Покуда у нас шли эти разговоры, покуда я был судиею совершенно чуждых мне дел и интересов, цель моего прихода в область старого пепелища не покидала меня, и я продолжал припоминать лица, на которые мне указали случайные мои знакомые. Вспомнил я Владимира Кузьмича, одного из сыновей главы угасшего рода, и вспомнил его жену… Признаюсь, мало было надежды мне узнать что-нибудь путное от этой особы… Это было что-то (так помнилось мне), что-то жирное и молчаливое; было ли это существо молчаливо от забитости или от бездарности — я не помнил. Помнил я только ее портрет, написанный масляными красками и висевший рядом с портретом ее мужа в их гостиной собственного дома, и этот портрет теперь припомнился мне во всем величии царившей в нем неуклюжести и тупости… Теперь, думал я, эта женщина с тупым взглядом, молча и непрерывно рожавшая детей, которые росли кой-как, без всякого разумного присмотра, без всякого смысла, теперь эта женщина — старуха, и старуха, должно быть, не особенно понятливая… Что она может сказать мне о Верочке, о ее беде? Всю жизнь она ела, спала, рожала детей и молчала — и теперь она, вероятно, продолжает делать то же самое, благо достался дом, кусок хлеба, благо без хлопот нарожденное племя уселось на легкой службе, большом жалованье… Так казалось мне, и я уж думал поискать кого-нибудь другого из уцелевших на старом пепелище, но выскочивший от нечего делать за ворота сторож неожиданно уничтожил мое колебание, спросив:
— Вам кого угодно?
Сказать «никого» и толкаться у ворот без всякой причины было неловко, и я должен был ответить:
— Госпожу Морозову.
— Хозяйку? Она вот тут в саду. Пожалуйте, я вас проведу.

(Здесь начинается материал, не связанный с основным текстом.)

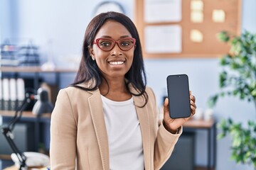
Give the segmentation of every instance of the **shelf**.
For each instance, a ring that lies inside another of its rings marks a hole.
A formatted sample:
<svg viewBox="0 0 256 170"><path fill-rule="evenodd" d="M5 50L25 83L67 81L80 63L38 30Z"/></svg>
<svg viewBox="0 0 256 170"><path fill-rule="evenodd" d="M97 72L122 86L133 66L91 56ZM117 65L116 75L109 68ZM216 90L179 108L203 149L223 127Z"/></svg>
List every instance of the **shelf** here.
<svg viewBox="0 0 256 170"><path fill-rule="evenodd" d="M15 111L11 110L0 110L0 115L4 117L14 117ZM40 117L41 118L50 118L51 113L43 113ZM32 113L31 111L23 111L22 112L22 118L36 118L36 115Z"/></svg>
<svg viewBox="0 0 256 170"><path fill-rule="evenodd" d="M185 123L183 127L188 128L211 128L215 123L215 122L214 120L206 121L203 120L191 119Z"/></svg>
<svg viewBox="0 0 256 170"><path fill-rule="evenodd" d="M77 72L75 69L67 69L67 68L55 68L54 69L43 70L41 67L30 66L30 67L1 67L0 72L45 72L45 73L55 73L55 72Z"/></svg>

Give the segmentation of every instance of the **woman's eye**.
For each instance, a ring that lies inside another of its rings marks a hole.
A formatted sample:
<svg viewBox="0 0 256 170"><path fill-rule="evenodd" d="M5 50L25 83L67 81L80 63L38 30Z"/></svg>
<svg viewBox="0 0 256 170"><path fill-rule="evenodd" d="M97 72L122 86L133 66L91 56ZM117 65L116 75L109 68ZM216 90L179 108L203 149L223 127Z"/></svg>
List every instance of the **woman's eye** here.
<svg viewBox="0 0 256 170"><path fill-rule="evenodd" d="M130 45L130 42L122 42L121 43L122 46L127 46Z"/></svg>
<svg viewBox="0 0 256 170"><path fill-rule="evenodd" d="M111 42L100 42L100 45L101 46L110 46L110 45L111 45Z"/></svg>

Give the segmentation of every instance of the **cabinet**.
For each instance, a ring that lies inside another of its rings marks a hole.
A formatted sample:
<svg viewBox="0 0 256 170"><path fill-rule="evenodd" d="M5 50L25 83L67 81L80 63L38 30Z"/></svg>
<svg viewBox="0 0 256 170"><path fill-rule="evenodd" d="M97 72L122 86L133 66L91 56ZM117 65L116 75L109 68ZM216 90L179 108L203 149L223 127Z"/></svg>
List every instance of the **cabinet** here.
<svg viewBox="0 0 256 170"><path fill-rule="evenodd" d="M33 79L33 87L36 90L40 86L39 79L42 74L54 74L55 82L59 89L60 74L75 74L77 72L75 69L63 68L57 68L54 70L42 70L40 67L1 67L0 69L2 76L7 78L9 76L18 78L21 74L28 74L28 76ZM57 90L58 91L58 89ZM4 124L10 121L14 114L14 110L0 110L0 117L2 117ZM32 125L34 128L33 135L30 137L30 140L33 142L34 147L31 151L38 151L41 144L43 144L46 151L49 150L50 122L50 113L43 114L41 117L36 117L31 111L23 112L19 123Z"/></svg>

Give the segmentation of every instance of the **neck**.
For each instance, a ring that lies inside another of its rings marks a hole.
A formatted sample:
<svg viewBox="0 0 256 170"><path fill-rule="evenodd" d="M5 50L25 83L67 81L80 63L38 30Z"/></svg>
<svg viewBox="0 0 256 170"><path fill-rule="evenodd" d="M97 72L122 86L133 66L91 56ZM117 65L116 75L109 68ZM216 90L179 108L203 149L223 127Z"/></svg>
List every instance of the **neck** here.
<svg viewBox="0 0 256 170"><path fill-rule="evenodd" d="M122 101L131 98L132 95L129 92L125 84L124 78L102 79L99 89L100 94L109 99Z"/></svg>

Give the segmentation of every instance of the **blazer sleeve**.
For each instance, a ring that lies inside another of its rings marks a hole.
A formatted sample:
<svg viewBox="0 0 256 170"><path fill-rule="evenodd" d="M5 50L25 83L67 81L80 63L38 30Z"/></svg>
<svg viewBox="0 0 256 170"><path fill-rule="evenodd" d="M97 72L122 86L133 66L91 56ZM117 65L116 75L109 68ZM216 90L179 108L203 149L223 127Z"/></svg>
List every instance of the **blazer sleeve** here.
<svg viewBox="0 0 256 170"><path fill-rule="evenodd" d="M75 169L77 122L69 96L60 91L50 120L50 169Z"/></svg>
<svg viewBox="0 0 256 170"><path fill-rule="evenodd" d="M182 127L179 129L178 134L174 135L165 129L163 120L159 120L159 110L156 104L156 97L151 89L153 105L154 105L154 125L156 133L156 138L154 142L154 169L160 169L164 163L169 159L178 137L182 133Z"/></svg>

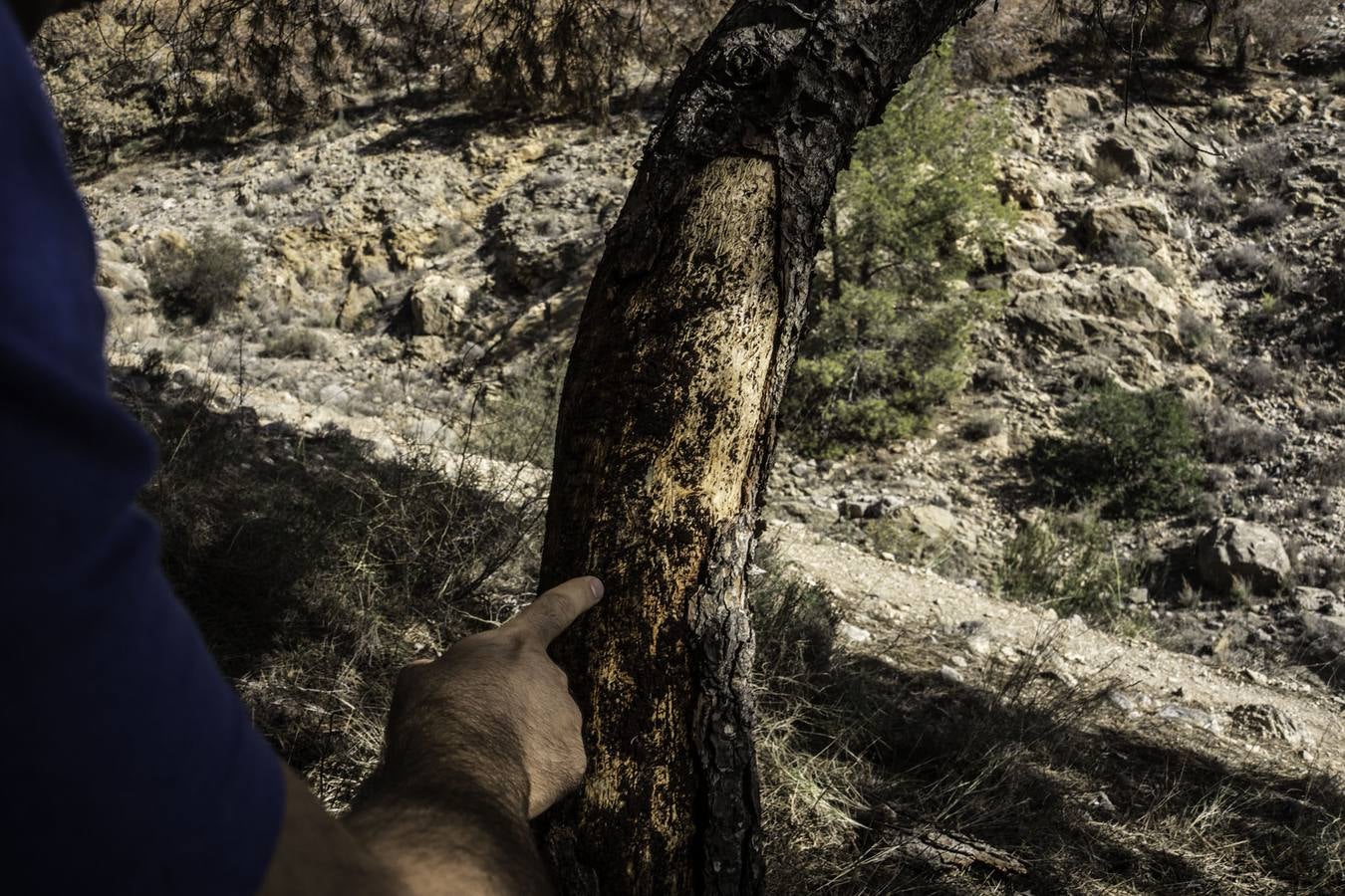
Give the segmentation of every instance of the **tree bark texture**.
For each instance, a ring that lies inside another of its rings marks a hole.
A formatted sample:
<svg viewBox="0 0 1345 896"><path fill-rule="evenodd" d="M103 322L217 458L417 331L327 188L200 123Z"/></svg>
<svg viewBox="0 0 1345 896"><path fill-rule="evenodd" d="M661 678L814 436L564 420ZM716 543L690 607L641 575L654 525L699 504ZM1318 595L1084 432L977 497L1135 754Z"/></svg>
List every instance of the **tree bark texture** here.
<svg viewBox="0 0 1345 896"><path fill-rule="evenodd" d="M979 0L740 0L687 63L580 318L541 586L589 774L546 823L562 891L756 893L745 570L837 173Z"/></svg>

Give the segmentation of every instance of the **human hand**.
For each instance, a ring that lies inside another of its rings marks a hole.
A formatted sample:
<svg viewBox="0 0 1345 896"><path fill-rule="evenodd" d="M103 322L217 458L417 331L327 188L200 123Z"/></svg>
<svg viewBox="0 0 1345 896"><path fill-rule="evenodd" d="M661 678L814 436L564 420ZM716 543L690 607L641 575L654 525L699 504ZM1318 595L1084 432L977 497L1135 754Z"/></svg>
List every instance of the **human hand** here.
<svg viewBox="0 0 1345 896"><path fill-rule="evenodd" d="M527 818L577 787L588 764L582 719L546 649L601 596L597 579L570 579L498 629L404 669L386 770L429 789L467 776Z"/></svg>

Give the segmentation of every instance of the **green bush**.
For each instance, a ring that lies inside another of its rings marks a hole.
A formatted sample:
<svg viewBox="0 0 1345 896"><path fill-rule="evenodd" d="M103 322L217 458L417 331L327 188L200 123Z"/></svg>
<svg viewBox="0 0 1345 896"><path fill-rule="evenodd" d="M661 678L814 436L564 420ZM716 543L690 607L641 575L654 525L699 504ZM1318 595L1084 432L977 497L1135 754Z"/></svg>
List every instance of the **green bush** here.
<svg viewBox="0 0 1345 896"><path fill-rule="evenodd" d="M206 324L238 300L253 263L241 239L207 227L186 247L163 246L149 258L149 290L168 313Z"/></svg>
<svg viewBox="0 0 1345 896"><path fill-rule="evenodd" d="M1108 625L1130 615L1126 595L1139 584L1138 570L1092 510L1025 524L1005 547L995 579L1010 600Z"/></svg>
<svg viewBox="0 0 1345 896"><path fill-rule="evenodd" d="M1098 502L1111 516L1146 519L1188 510L1201 469L1198 435L1180 395L1095 391L1064 419L1065 435L1044 438L1029 457L1056 501Z"/></svg>
<svg viewBox="0 0 1345 896"><path fill-rule="evenodd" d="M1006 132L1002 113L954 98L944 44L861 136L781 411L802 450L907 438L962 388L967 339L999 304L951 283L998 253L1011 219L993 188Z"/></svg>

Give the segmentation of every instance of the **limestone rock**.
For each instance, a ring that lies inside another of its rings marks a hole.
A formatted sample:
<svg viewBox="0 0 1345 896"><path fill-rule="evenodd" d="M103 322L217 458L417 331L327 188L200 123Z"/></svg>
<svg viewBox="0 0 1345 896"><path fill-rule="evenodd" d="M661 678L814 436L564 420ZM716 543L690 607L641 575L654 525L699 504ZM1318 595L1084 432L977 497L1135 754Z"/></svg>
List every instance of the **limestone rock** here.
<svg viewBox="0 0 1345 896"><path fill-rule="evenodd" d="M1089 156L1088 168L1091 169L1096 169L1099 165L1115 165L1134 180L1149 180L1153 175L1149 157L1128 141L1118 137L1103 137L1093 144Z"/></svg>
<svg viewBox="0 0 1345 896"><path fill-rule="evenodd" d="M1096 90L1085 87L1056 87L1046 91L1041 102L1041 124L1048 130L1054 130L1061 125L1079 118L1088 118L1102 113L1102 101Z"/></svg>
<svg viewBox="0 0 1345 896"><path fill-rule="evenodd" d="M1228 594L1233 579L1245 582L1256 594L1278 591L1290 574L1289 553L1274 529L1247 520L1223 519L1196 541L1200 576L1220 594Z"/></svg>
<svg viewBox="0 0 1345 896"><path fill-rule="evenodd" d="M412 332L417 336L448 336L467 312L472 292L444 274L426 274L412 286L406 304Z"/></svg>
<svg viewBox="0 0 1345 896"><path fill-rule="evenodd" d="M149 278L134 265L102 257L98 259L98 286L114 289L126 298L149 296Z"/></svg>
<svg viewBox="0 0 1345 896"><path fill-rule="evenodd" d="M1167 210L1147 197L1099 203L1084 212L1080 224L1084 242L1099 249L1134 242L1157 250L1171 232Z"/></svg>
<svg viewBox="0 0 1345 896"><path fill-rule="evenodd" d="M336 310L336 326L343 330L355 330L369 321L369 316L379 306L378 293L360 283L351 283L346 289L346 298Z"/></svg>

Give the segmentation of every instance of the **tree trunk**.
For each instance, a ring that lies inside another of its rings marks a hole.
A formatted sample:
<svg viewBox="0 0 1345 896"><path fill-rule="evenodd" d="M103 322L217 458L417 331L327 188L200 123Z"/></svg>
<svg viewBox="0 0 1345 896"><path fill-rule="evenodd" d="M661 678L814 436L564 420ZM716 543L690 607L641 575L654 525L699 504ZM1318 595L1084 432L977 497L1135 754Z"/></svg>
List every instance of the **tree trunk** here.
<svg viewBox="0 0 1345 896"><path fill-rule="evenodd" d="M687 63L588 293L542 587L589 774L546 826L566 893L756 893L744 575L837 172L979 0L740 0Z"/></svg>

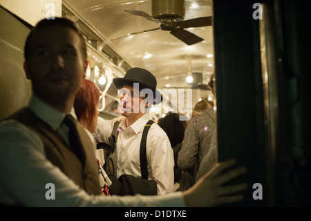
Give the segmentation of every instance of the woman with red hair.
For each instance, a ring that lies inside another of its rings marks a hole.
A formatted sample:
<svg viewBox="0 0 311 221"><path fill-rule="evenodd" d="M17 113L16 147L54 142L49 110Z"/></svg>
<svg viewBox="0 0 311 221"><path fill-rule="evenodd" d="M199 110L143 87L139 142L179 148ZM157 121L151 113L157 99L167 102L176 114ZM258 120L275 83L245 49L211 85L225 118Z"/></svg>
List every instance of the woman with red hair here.
<svg viewBox="0 0 311 221"><path fill-rule="evenodd" d="M96 85L91 80L83 79L79 91L75 96L74 107L79 122L91 134L95 132L97 124L99 114L97 104L100 96L100 90ZM93 135L90 134L90 137L94 139ZM96 158L102 195L110 195L108 186L111 184L111 182L102 167L104 163L102 150L96 150Z"/></svg>

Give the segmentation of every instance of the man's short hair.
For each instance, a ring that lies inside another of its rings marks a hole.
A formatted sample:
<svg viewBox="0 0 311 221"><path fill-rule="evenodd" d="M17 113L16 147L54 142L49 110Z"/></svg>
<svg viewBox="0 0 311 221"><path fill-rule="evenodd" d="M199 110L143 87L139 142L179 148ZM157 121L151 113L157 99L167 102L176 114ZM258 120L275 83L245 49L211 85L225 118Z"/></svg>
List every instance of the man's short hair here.
<svg viewBox="0 0 311 221"><path fill-rule="evenodd" d="M55 17L53 19L42 19L39 21L37 25L32 28L32 30L29 33L27 37L26 42L24 47L24 57L26 60L28 60L30 56L30 48L31 48L31 40L33 37L35 33L39 30L40 28L46 28L46 27L52 27L52 26L59 26L59 27L66 27L73 29L75 31L77 34L78 34L79 37L81 39L81 45L82 45L82 52L83 55L84 59L86 59L87 58L87 49L86 49L86 44L85 43L84 37L82 35L82 33L77 27L75 24L66 18L63 17Z"/></svg>

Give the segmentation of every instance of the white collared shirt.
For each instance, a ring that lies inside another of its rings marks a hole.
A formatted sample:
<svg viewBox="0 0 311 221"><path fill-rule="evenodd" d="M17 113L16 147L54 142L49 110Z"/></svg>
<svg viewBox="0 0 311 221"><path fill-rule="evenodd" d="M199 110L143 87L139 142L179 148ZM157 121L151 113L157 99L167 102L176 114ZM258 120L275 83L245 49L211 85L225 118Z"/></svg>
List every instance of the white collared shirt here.
<svg viewBox="0 0 311 221"><path fill-rule="evenodd" d="M140 146L142 131L149 120L143 115L131 126L126 127L126 119L119 125L121 128L116 143L117 156L117 177L122 174L141 177ZM115 121L105 121L99 118L95 139L97 142L108 143ZM174 158L173 149L165 132L153 123L147 139L148 178L157 182L158 194L163 195L173 191Z"/></svg>

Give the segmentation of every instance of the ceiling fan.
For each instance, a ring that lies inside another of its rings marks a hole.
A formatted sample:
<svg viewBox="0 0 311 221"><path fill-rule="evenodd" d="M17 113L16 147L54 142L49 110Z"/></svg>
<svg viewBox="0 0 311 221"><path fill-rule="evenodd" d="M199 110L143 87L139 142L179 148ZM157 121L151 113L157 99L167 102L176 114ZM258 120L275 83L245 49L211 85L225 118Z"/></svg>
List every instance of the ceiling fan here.
<svg viewBox="0 0 311 221"><path fill-rule="evenodd" d="M204 39L184 28L211 26L211 17L202 17L189 20L185 17L185 0L153 0L152 15L140 10L124 10L133 15L141 16L149 21L160 24L157 28L133 33L111 40L156 30L169 30L170 33L187 45L192 45Z"/></svg>

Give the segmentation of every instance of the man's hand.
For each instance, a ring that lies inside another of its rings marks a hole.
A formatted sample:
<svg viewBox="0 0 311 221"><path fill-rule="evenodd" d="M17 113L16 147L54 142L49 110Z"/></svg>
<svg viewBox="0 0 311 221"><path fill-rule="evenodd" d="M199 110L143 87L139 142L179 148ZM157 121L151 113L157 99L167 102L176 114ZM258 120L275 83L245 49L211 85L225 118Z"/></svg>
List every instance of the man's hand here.
<svg viewBox="0 0 311 221"><path fill-rule="evenodd" d="M191 188L183 192L186 206L216 206L243 200L241 194L234 194L247 188L246 183L223 186L225 182L246 172L241 167L223 174L223 171L234 165L234 159L216 163Z"/></svg>

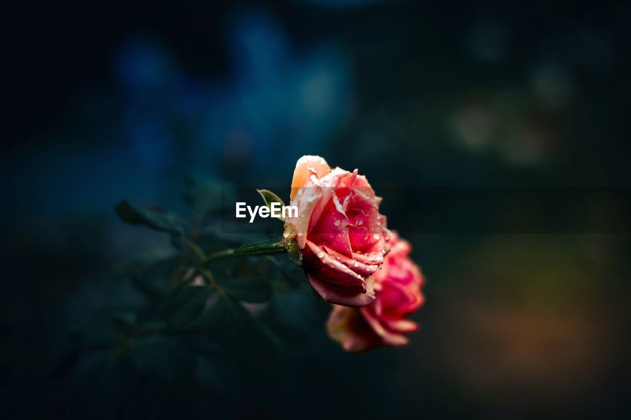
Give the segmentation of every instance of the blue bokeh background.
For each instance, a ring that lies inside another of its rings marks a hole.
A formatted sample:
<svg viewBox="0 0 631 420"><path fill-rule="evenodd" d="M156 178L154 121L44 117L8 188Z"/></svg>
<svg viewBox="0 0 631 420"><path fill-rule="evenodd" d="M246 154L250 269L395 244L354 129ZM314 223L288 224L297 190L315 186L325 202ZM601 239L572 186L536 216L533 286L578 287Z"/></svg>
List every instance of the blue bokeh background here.
<svg viewBox="0 0 631 420"><path fill-rule="evenodd" d="M309 154L401 192L384 206L427 276L422 329L404 349L350 356L314 329L244 385L244 417L623 415L628 235L423 235L423 197L403 192L628 187L628 3L114 1L6 16L0 402L45 400L49 346L109 301L115 267L170 252L114 203L187 215L186 176L286 187Z"/></svg>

Нечего делать — я поплелся за сторожем.
Мы вошли в давно знакомый сад. Помню, что здесь была беседка, где иной раз собиралась вся многочисленная семья попить чаю или пообедать, когда была хорошая погода. Помню, что была здесь баня… Теперь беседки не было, но, к удивлению моему, сад не производил впечатления заброшенного места, что я думал встретить. Вместо беседки стояли новые, только что поставленные качели; средняя дорожка, по которой мы шли, была тщательно расчищена, подметена и посыпана песком; вместо бани стоял опрятный, очевидно недавно выстроенный флигелек в четыре окна с подъездом, который был открыт… В открытые окна флигелька неслось какое-то жужжанье, оказавшееся хором учащихся детских голосов.